Renewing Visas = Vacation

Every couple of months we have to leave the Guatemala to renew our visas. Our visas are “tourist visas,” which expire every ninety days. School sends us next door to Tapachula, Mexico. It’s really not too shabby, as our expenses are fully covered by school: transportation, hotels, food, and translation at the border. We were only in Mexico for about 24 hours, but it was lovely. We relaxed, shopped, sat by our hotel pool, and ate a lot of food. Here are a few of our observations and learning experiences from our quick trip:

1. Apparently Mexicans and Guatemalans do not like each other. It is something about how each country thinks the other stole their national instrument, the Marimba. Interesting.

2. The drive from Xela to the Mexican border is about 3 hours, and includes about 130 speed bumps.

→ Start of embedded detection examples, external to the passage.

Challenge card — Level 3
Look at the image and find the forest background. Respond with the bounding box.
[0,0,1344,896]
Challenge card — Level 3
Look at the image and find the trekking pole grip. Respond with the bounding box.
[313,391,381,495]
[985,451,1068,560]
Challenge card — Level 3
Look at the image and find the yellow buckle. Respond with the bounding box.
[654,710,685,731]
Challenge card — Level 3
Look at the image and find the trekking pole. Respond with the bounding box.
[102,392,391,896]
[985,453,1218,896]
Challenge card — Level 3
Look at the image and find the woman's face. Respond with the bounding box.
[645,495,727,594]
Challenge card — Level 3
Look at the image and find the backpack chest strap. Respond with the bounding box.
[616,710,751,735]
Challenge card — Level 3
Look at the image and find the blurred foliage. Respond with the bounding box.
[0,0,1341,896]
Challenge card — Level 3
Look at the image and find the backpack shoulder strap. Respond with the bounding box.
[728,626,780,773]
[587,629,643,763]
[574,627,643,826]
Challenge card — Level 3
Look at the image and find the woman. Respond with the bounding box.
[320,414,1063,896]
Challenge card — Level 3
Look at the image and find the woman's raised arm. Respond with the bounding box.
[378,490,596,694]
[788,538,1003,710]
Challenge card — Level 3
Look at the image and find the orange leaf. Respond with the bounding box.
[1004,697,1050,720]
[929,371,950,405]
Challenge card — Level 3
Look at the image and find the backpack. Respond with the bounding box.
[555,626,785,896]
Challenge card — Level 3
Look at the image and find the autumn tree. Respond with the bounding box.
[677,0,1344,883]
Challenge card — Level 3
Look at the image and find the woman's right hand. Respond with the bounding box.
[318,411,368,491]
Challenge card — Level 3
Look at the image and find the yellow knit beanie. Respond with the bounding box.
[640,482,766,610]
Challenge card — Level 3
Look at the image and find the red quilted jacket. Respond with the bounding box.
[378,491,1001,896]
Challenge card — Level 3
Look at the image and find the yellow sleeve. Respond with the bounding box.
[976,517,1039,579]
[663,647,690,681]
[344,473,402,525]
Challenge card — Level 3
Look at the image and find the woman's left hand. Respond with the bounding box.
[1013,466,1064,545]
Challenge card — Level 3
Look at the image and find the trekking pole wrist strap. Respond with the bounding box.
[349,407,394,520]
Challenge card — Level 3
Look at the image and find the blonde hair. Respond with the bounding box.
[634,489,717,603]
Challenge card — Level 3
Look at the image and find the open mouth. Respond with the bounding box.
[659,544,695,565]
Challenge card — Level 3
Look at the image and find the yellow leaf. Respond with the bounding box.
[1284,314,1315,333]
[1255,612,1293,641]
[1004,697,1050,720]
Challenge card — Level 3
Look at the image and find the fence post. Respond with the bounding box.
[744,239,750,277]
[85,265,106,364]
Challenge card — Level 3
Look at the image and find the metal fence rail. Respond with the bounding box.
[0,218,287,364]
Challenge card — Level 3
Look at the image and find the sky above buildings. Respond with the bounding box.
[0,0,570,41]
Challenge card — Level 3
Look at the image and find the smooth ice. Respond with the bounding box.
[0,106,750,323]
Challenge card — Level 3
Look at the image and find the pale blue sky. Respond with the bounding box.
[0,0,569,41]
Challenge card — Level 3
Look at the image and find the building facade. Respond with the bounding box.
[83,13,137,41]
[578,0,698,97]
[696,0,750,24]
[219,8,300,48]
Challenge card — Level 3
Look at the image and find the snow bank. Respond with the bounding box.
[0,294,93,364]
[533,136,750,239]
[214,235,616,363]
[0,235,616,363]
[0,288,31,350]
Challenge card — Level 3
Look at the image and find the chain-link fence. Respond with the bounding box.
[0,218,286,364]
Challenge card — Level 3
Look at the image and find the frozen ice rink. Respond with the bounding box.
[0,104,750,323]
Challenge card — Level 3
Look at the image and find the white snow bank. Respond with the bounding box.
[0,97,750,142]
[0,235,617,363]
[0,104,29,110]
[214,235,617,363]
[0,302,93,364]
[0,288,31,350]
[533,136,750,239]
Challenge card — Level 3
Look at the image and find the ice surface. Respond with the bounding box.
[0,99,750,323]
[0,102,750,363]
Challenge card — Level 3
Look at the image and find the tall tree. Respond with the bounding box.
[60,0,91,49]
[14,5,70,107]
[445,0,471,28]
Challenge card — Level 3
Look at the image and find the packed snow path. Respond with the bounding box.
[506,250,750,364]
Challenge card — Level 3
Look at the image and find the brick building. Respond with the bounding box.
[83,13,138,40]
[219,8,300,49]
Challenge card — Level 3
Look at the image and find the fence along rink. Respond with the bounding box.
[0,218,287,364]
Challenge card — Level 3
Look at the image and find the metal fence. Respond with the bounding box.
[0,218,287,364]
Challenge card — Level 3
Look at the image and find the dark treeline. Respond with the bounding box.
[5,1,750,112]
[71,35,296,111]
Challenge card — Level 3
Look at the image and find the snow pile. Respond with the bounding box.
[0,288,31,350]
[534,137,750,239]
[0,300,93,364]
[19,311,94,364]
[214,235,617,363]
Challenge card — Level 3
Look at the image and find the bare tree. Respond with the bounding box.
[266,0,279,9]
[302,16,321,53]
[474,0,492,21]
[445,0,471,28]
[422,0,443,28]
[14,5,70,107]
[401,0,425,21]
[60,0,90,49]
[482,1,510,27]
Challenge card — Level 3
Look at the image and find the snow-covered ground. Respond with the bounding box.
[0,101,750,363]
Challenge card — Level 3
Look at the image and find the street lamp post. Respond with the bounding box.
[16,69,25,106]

3. Border guards will try to intimidate you so they can get some money out of you. Thankfully our fearless leader, Kandy, was not taking any of that crap. At one point they wanted to charge a teacher 900 Quetzals (over 100 extra dollars) to cross the border because her passport had not been scanned when she came to Guatemala in the summer. The legal way to fix the problem was to simply make a copy of the passport and fix the records in the computer…and it no way involved paying any money.

4. It was at least 85 degrees. It was hot, sunny, and humid, and there were palm trees. Each of these factors fit my stereotypes of Central America a little better. It was a wonderful change as the mountains of Xela are getting a little chilly these days.

5. Tapachula, Mexico felt rather “United States-ish.” There is a Sam’s Club, Walmart, a large mall, and a big movie theater there. All a little taste of home.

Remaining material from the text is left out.